The West suspects Iran is pursuing the means to produce atomic bombs under cover of a civilian nuclear fuel programme.
Iran says it wants only electricity from nuclear power and has again rejected U.N. demands for a halt despite new fissures in its leadership over the unrest. It has also stymied an IAEA probe into alleged covert nuclear weapons research.
Iran’s reported stockpile of low-enriched uranium had increased to 1,508 kg, almost 200 more than in May. Nuclear analysts said the production rate, around 50 percent capacity, appeared the same, albeit with fewer centrifuges on stream.
A relative moderate advocating nuclear dialogue with big powers took charge of the Iranian nuclear energy agency in July.
The accord on better camera surveillance and data collection at Natanz came after the IAEA complained that Iran’s vast expansion of centrifuge operations since 2008, without corresponding monitoring upgrades to keep pace, left them unable to verify nothing was being diverted for military purposes.
Mark Fitzpatrick, senior non-proliferation fellow at London’s International Institute for Strategic Studies, said the report showed Tehran was continuing to stonewall questions about suspicious past activities despite “last-minute” cooperation.
“The number of newly installed centrifuges is also disturbing.

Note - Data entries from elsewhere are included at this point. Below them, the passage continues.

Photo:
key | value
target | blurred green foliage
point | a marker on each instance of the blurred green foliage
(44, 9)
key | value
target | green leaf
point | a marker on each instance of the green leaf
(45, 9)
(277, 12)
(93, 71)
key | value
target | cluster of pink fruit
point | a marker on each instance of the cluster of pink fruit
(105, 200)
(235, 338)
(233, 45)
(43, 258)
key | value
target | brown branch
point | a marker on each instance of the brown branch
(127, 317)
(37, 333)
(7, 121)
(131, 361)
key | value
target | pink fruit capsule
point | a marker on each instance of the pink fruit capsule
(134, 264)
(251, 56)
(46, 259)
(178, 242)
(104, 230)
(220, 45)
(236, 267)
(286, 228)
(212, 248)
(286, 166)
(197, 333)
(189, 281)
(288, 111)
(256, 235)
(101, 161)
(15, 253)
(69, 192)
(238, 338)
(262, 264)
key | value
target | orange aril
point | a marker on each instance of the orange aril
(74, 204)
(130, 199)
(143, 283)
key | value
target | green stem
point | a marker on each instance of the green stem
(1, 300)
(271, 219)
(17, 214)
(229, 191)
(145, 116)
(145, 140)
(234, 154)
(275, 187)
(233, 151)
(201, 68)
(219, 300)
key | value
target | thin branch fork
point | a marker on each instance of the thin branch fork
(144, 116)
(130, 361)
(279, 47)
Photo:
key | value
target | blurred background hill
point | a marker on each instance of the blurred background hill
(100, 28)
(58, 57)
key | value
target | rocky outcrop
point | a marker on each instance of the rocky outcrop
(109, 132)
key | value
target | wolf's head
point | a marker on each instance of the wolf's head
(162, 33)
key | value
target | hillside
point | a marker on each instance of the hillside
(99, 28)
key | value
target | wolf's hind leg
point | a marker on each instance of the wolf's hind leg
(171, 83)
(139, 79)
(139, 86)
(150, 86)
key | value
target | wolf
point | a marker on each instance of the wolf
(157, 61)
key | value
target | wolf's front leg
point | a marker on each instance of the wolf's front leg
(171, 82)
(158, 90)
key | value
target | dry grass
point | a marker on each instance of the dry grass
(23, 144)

Iran has been eager to install as many as possible, so that if it goes into negotiations that require a freeze on the number, it will start off from a much higher position.”
The report attached an unusually pointed summary of the IAEA’s blocked efforts to check Western intelligence reports suggesting that Iran illicitly combined uranium processing, high-explosive tests and work to remodel a missile cone with the possible purpose of devising a workable nuclear weapon.
While the summary contained no new, hard evidence of nuclear weapons work and said the intelligence remained unverified, it added the material was compelling and must be addressed by Iran.
“The information ... appears to have been derived from multiple sources over different periods of time, appears to be generally consistent, and is sufficiently comprehensive and detailed that it needs to be addressed by Iran with a view to removing the doubts which naturally arise, in light of all of the outstanding issues, about the exclusively peaceful nature of Iran’s nuclear programme,” the report said.
Iran had acknowledged some of the activities outlined in the intelligence material and insisted it had no nuclear application, but withheld documentation and refused access to sites and individuals to back up its assertions, it said.
The report said Iran also allowed inspectors to revisit the Arak heavy-water reactor site this month after barring access for a year. But U.N. officials cautioned this was a one-off and Tehran had not resumed providing design information to the IAEA.
Iran told the IAEA the complex was 63 percent complete and the reactor vessel would be installed in 2011.
Western concerns the Arak site could be put to use making weapons-grade plutonium grew after its roof was installed, foiling monitoring with satellite imagery. Iran says it will only produce isotopes for medicine and agriculture.
Iran on Monday again ruled out a suspension to enrichment activity or even a freeze, or cap, at current production levels which major powers have offered as possible way into talks.
Western diplomats said Iran was making a show of compliance with the IAEA only to keep Russia and China opposed to truly biting sanctions, while still dodging the full transparency vital to defusing mistrust of its nuclear intentions.
Crucially, Iran has failed to adopt an IAEA protocol that permits snap inspections ranging beyond officially declared nuclear sites. Without that, the IAEA cannot certify Iran is not hiding any activity oriented to yielding atomic bombs.